Dünyaya baktığımızda son 10 yılda önemli ekonomik gelişmelerin olduğunu görüyoruz.
- ABD Başkanı Tramp döneminde başlatılan ve yoğun bir şekilde devam için ABD-Çin savaşları ciddi bir paradigma kaymasına neden oldu. Artık hiçbir şeyin eskisi gibi devam etmeyeceği, yeni çekim merkezlerinin işaretlerinin ortaya çıktığı anlaşıldı.

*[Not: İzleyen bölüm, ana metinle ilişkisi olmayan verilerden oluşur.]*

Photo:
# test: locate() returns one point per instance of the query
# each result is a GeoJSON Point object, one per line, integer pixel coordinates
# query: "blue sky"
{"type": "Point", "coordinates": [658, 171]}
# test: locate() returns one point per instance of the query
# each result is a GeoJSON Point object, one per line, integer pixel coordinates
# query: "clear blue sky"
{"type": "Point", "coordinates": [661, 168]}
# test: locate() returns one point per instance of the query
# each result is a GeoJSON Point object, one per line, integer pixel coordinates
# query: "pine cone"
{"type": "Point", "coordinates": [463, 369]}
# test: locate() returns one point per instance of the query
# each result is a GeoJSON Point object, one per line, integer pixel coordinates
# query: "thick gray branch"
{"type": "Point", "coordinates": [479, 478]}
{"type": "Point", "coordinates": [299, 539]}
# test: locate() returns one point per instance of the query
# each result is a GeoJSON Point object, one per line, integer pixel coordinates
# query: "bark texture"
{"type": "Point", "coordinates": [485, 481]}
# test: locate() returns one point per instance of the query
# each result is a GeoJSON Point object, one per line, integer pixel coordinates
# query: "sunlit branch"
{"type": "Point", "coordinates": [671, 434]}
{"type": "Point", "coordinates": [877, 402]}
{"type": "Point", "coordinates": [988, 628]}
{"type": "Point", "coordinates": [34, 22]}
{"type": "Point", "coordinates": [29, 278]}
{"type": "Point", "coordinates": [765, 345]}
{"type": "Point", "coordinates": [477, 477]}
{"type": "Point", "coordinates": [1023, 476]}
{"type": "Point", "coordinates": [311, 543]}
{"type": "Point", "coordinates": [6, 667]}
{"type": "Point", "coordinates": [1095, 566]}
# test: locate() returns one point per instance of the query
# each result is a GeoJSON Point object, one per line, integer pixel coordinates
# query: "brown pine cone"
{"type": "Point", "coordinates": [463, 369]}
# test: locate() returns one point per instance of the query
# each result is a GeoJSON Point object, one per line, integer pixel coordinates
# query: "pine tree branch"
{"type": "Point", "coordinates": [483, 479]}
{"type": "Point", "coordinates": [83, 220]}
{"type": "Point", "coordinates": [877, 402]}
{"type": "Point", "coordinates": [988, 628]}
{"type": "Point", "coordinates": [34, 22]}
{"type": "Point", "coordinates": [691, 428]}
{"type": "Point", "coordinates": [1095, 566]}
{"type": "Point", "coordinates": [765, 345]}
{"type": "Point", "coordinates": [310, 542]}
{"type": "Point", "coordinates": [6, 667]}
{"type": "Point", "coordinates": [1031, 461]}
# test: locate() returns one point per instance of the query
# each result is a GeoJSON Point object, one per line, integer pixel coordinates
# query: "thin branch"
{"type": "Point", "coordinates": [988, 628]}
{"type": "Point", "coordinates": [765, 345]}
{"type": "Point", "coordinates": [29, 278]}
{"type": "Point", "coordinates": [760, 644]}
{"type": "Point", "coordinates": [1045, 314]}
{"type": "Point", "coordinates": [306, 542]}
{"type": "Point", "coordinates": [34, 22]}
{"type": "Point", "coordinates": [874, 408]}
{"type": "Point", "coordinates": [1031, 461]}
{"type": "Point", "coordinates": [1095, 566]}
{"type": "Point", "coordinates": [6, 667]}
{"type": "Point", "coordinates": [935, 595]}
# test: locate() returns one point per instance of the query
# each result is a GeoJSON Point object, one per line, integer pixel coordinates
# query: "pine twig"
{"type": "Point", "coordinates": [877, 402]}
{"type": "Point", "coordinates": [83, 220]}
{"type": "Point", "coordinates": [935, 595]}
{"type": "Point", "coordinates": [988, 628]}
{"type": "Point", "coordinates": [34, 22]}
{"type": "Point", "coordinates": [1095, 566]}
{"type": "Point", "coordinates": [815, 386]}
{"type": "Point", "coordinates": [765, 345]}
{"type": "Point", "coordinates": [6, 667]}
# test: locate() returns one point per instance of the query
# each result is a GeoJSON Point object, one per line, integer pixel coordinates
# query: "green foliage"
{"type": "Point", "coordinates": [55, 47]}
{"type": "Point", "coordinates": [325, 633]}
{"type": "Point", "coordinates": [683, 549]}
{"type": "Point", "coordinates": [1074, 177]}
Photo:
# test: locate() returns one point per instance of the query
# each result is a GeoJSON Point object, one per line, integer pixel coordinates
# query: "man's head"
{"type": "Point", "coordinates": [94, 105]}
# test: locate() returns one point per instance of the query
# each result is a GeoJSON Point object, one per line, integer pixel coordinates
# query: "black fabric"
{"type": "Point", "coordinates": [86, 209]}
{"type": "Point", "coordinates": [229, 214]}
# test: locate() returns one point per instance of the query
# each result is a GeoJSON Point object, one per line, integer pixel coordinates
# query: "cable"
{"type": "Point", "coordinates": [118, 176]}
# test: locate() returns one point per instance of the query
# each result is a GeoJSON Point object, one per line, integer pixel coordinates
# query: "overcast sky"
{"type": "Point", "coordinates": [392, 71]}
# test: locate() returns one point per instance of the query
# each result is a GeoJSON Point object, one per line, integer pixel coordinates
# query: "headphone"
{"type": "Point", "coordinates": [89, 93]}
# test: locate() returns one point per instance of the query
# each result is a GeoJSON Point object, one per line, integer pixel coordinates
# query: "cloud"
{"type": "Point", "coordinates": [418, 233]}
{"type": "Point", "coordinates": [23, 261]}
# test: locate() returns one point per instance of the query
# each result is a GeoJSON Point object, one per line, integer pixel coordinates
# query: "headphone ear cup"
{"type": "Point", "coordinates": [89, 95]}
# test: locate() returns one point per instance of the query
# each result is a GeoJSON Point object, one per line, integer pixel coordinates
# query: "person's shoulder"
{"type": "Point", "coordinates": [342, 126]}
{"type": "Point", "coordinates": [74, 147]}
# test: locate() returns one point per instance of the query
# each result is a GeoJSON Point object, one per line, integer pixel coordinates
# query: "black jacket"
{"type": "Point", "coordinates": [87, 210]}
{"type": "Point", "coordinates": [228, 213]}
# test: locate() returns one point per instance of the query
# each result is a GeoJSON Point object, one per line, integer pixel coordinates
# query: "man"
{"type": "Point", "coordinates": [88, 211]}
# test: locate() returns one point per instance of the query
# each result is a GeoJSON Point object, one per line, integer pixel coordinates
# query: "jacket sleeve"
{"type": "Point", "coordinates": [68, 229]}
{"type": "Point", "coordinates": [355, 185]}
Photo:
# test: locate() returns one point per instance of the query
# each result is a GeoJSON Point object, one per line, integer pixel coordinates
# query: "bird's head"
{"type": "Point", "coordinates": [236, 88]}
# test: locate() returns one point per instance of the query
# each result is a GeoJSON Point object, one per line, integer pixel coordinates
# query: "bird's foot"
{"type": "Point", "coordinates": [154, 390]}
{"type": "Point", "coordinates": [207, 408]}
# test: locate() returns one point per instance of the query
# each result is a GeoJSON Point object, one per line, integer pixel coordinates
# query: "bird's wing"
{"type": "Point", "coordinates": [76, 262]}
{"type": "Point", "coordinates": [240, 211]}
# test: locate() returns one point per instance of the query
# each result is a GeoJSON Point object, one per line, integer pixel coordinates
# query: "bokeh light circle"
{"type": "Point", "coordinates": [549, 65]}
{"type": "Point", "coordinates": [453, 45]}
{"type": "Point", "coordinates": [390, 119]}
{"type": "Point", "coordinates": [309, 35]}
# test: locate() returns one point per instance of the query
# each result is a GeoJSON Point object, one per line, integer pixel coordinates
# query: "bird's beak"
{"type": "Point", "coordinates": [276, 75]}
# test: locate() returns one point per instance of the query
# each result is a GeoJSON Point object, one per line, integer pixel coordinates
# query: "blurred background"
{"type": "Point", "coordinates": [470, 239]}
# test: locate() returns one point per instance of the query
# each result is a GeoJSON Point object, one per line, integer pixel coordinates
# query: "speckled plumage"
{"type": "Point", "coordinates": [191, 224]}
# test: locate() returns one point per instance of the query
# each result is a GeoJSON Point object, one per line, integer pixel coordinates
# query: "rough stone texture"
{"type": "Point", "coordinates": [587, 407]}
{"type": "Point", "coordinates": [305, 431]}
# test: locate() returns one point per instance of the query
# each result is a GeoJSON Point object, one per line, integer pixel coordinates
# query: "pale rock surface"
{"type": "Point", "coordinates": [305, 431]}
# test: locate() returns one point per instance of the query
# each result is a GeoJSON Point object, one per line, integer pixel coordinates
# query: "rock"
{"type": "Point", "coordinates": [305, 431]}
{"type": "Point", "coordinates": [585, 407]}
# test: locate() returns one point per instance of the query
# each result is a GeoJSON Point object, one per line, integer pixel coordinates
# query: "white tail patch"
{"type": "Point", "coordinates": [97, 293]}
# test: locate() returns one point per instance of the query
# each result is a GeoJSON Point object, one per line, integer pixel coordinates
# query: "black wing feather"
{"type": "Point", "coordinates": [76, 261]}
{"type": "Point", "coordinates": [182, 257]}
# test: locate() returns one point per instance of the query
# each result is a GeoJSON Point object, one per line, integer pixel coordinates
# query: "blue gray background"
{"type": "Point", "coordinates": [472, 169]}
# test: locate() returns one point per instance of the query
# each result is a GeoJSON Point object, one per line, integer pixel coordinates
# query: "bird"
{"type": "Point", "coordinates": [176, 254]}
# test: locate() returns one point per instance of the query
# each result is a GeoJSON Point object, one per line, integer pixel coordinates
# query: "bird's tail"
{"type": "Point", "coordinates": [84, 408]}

- Bu dönem ile çakışan bir gelişme de Çin’in “Tek yol, tek kuşak projesi (One Belt One Road Project) idi. 2013 yılında Çin lideri Şi Jimping’in bizzat lansmanı ile çok büyük bir ticaret yolları projesine imza atıldı. 63 ülkeyi kapsayan ve 12 trilyon dolara ulaşan bu proje ile kara, demir ve denizyolu güney, orta ve kuzey koridorları belirlendi. Elbette bu proje başta ABD olmak üzere Japonya ve pek çok ülkeyi rahatsız etti. Nedense Rusya sessiz kaldı!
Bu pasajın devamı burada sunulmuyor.